When he was 16, Todd saw Jesus Christ Super Star at the Ivoryton Playhouse and that confirmed his resolve to be part of the world of musical theater.
“When the show closed, it was like the circus had left town,” he recalls thinking of his disappointment that the musical’s run was over.
He wrote to a number of leading conductors asking about their careers. Not one of them answered him. That led to a resolution he keeps to this day: He answers all letters written to him.
He remembers when he was in his early 20s, he again wrote to one of the giants of musical theater, the late Steven Sondheim. This time the response was different: Sondheim called him back.
“My mother answered and said that it was Steven Sondheim on the telephone,” Todd remembers.
Sondheim told Todd to come by his house when he was in New York.
That is just what Todd did. The Sondheim-Hal Prince production of Merrily We Roll Along had just closed after a short and unsuccessful Broadway run (since then, revised, it has enjoyed commercial success).
“Sondheim said art isn’t easy. I think he was venting,” Todd recalls.
Two years later he heard the same phrase again—in Sondheim’s successful production, Sunday in the Park with George, Todd points out, there is a song entitled “Art isn’t Easy.”
Todd got a degree in piano performance at Boston University School of the Arts before coming to New York City. He calls his subsequent theater career charmed; he says he never has had a bad experience, Still, he has had he has had some unexpected moments.
In a show called Amour, which Todd describes as an ideal off-Broadway musical that had the ill luck to be on Broadway where it was not a success, a wobbly glass door that was part of the set once shattered, sending glass shards in all directions.
Fortunately, neither actors nor audience were hurt but the show was halted for a 10-minute clean-up. At the end of the performance, the audience gave the cast a standing ovation.
“It was the only time we ever had a standing ovation for that show,” Todd recalls.
On another occasion, a member of the stage crew when Todd was conducting How to Succeed in Business complimented his conducting skills. Feeling flush, Todd took the podium; he gave an upbeat but his baton flew out of his hands onto the stage. Megan Mullally, one of the actors in the scene, picked it up, twirled it dramatically and tossed it back “to the great delight and applause from the audience,” Todd recalls.
Reviews have compared Todd to the late Marvin Hamlisch. He recalls his first meeting with Hamlisch at an early reading of The Nutty Professor. After 20 minutes, Hamlish withdrew, leaving Todd to teach the music he had heard only once. Ten minutes later, Hamlish returned, stood in the back of the room, listened for a bit, and then proclaimed, “You are me, 40 years ago.”
Today Todd recalls the entire incident as the beginning of a lasting friendship.

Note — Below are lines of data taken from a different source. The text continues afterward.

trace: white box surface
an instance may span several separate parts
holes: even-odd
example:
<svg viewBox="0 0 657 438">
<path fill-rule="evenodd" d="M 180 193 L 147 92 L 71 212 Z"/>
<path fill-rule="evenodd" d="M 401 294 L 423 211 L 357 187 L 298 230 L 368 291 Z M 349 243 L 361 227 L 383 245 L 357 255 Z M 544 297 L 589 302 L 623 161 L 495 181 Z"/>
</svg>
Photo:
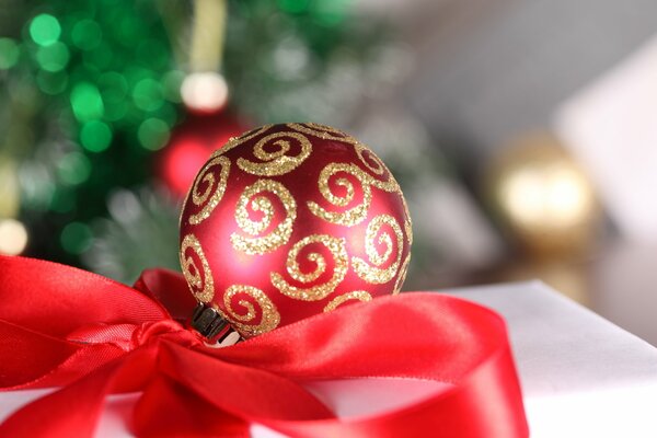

He jokes about what the qualities a young musician would need to be called the next Todd Ellison.
“They would be someone with the musical chops of Marvin Hamlish, the charm of George Clooney, and the trust fund of Elon Musk,” he notes.
Thinking more seriously about his career and the choices he has made, Todd knows that musical theater was the right path for him.
“There was never ever anything else I wanted to do,” he says.